Absolutely - it's a complicated equation and all things determine. From personality (some love home, some love office) to child care to technology (laptop, internet cost at home, speed) to all what you mentioned and a hundred more points.

I think, personally, most will want hybrid - to get the best of both worlds - and it's simply a matter of finding the right personal and corporate balance (if possible).

We'll see how long term the effects of COVID are. We might see WFH become mainstream... we might see a massive pushback to go back to the Old Normal. I think successful companies will find the middle to keep their talent.

A lot of meetings are much easier to have in person.

Socializing, as other people pointed out, is also much easier in person.

Just how close are you trying to be with your co-workers? My parents don't live in the same state with me but we talk weekly on the phone and meet once in a while in person.

If you need hourly contact with your co-workers I hope it's more about doing the job then socializing.
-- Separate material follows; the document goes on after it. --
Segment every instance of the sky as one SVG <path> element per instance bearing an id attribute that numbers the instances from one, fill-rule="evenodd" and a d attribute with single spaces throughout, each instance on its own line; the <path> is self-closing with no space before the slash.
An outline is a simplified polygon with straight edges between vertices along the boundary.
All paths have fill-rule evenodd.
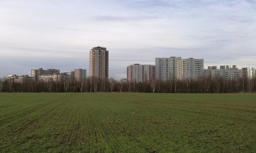
<path id="1" fill-rule="evenodd" d="M 156 57 L 256 67 L 256 1 L 0 0 L 0 78 L 87 69 L 109 52 L 109 78 Z"/>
If it is about doing the job and your job is software development then are alternatives to endless meetings.

On HN and Reddit people are engaged in the characteristic activity of friendship - discussing topics of mutual interest - yet it would be pretty sad if that’s all someone had for friends.

Similarly, just because you do work with some people, does not make them your team.
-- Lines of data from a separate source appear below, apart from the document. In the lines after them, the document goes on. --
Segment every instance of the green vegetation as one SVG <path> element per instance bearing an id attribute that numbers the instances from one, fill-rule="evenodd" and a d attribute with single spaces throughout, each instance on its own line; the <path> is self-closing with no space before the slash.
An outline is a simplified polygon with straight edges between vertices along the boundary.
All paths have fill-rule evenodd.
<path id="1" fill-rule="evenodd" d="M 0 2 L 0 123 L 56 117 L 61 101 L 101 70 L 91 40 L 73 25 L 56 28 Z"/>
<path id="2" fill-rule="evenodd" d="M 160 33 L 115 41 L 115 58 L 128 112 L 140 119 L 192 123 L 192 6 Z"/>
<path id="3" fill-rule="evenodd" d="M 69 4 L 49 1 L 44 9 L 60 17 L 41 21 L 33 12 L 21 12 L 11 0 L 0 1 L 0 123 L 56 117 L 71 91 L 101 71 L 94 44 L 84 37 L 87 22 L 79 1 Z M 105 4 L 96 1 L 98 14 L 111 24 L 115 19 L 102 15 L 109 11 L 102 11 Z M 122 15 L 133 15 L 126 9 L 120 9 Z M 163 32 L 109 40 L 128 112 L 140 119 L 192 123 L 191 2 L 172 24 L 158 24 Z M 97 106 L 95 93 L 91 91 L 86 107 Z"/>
Now maybe programming can be organized in a way that doesn’t really require a team. People can get projects done by interacting in a more transactional, contractor/gig-worker way. But that is a very different experience from being part of a team.

On HN and Reddit people are engaged in the characteristic activity of friendship - discussing topics of mutual interest - yet it would be pretty sad if that’s all someone had for friends.

On web forums like HN people post regardless of who might be reading. That's an important difference.

Humans were not made to spend 40+ hours/week not socializing.
The nice thing about "remote work" is you can choose who you want to spend that 40+ hours a week with.
You had 18+ years spending 24/7 with your parents. Also, I'm sure the weekly calls aren't quite enough from their end, they never are for a parent--understandably!
A lot of meetings are also a complete waste of many people's time.
Whenever I get a meeting I don't understand why I was invited to, I just ask whoever invited me, or my boss if customer did, what my purpose is in the meeting.

Almost always I can avoid the full meeting with the understanding that they can call me in if they need my expertise. When that happens it's typically just a couple of questions and I can go back.

Sure some weeks can get a bit busy with meetings if we have a lot of projects going on, but I'm almost never in a meeting where I feel I'm wasting time.

This is something great about video conferencing. Forced to attend a meeting that has no bearing on your work. If you are there in person, banging away on your keyboard the whole time in the corner is considered rude. On video conferencing you can just mute yourself, turn down the volume and just keep your ears perked for your name and keep working.
In Japan it's socially acceptable to fall asleep during meetings.
Probably stating the obvious, but isn't being forced to attend a meeting that has no bearing on one's work is a sign of a pretty significant organisational dysfunction?
it might be but it's still commonplace, and not just in America
Though if there's anything the past few months have demonstrated, online meetings have that same problem.
The solution is fewer, more effective, meetings not forcing people back to face-to-face meetings that should have been an email.
Depends on the hybrid model.

If it's "3 days every week at the office", then you need to live close by.

If it's "two days every month", you can just stay at a hotel for that time with the money you saved from commuting - maybe even bring the whole family =)

> I'm struggling with the idea of hybrid WFH.

I'd be ok with up to a max of one day a week in the office.

That doesn't restrict location too much. Only one day a week, I'm willing to put up with a multi-hour commute. Anything more than one day, I don't think so.